Figure 1.5 – This graph shoes that for this type of wing most lift is generated when an angle
of attack is at 8°. In this position there is a highest lift to drag ratio giving most efficient
result. After 8° a turbulent flow creates too much pressure drag that has a negative effect
of the ratio therefore efficiency drops significantly.

Figure 1.6 – This graph shows similar characteristics as figure 1.4. Both drag and lift
coefficients doesn’t change much as a result of increase in wind speed at constant angle of
attack. This might be due to symmetrical shape of a wing therefore no lift or drag is
generated in a leveled flight.

Figure 1.7 – This graph is a good shows that there is more lift generated than drag as a
result of increase in angle of attack. However at the end of the graph we can see that the
difference is becoming smaller which means that after some point drag coefficient will
become greater than lift coefficient and aircraft will begin to stall.

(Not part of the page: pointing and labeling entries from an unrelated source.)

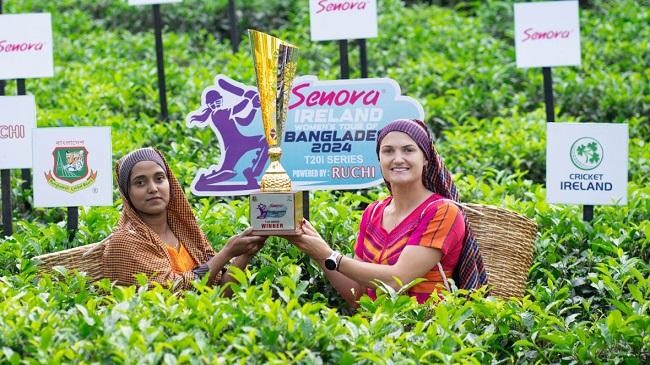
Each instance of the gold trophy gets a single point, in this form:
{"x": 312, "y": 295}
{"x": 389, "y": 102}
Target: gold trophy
{"x": 276, "y": 209}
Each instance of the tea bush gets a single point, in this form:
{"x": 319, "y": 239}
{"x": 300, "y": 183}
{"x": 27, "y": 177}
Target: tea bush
{"x": 588, "y": 292}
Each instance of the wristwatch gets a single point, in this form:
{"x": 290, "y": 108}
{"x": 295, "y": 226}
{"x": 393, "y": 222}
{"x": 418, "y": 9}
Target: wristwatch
{"x": 332, "y": 262}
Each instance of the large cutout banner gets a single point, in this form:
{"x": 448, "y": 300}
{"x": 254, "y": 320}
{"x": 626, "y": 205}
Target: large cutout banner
{"x": 329, "y": 140}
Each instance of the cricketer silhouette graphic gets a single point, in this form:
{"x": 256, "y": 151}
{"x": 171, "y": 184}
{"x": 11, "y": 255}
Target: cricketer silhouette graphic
{"x": 227, "y": 122}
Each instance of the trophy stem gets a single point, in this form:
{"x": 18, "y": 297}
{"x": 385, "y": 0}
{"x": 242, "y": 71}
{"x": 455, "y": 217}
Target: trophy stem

Error, Conclusion and Improvements.

Some of the errors due to uncalibrated instruments within computer program and
unbalanced balance scale had effect on results. Some parts of the graph shows extreme
values especially when wind within a test cell is stationary. On the other hand wind tunnel
experiment requires Mach number, Reynolds number and flow similarity to be kept
constant as well as assuming incompressible flow which is correct for wind speed not
exceeding 56 mph.

Assumption of this experiment states that there will be significant change in lift and drag
as a result change (not simultaneous) in wind speed or angle of attack however results
show that drag and lift is more susceptible for change in angle of attack rather than increase
in wind speed. This might be due to the symmetrical shape of the test wing which does not
produce any drag and lift in a leveled flight unless its angle of attack is changed. On the
other hand there was some errors in reading due to uncalibrated instruments that could
give a false results for some graphs. A General conclusion states that the most efficient way
of generating lift is to keep angle of attack at 8° with a constant wind speed.

Some improvements to wing efficiency would involve use of high lift devices that helps to
slow down a creation of transition point over the top surface. High lift devices use flow
reattachment giving more laminar flow accompanied with higher angle of attack.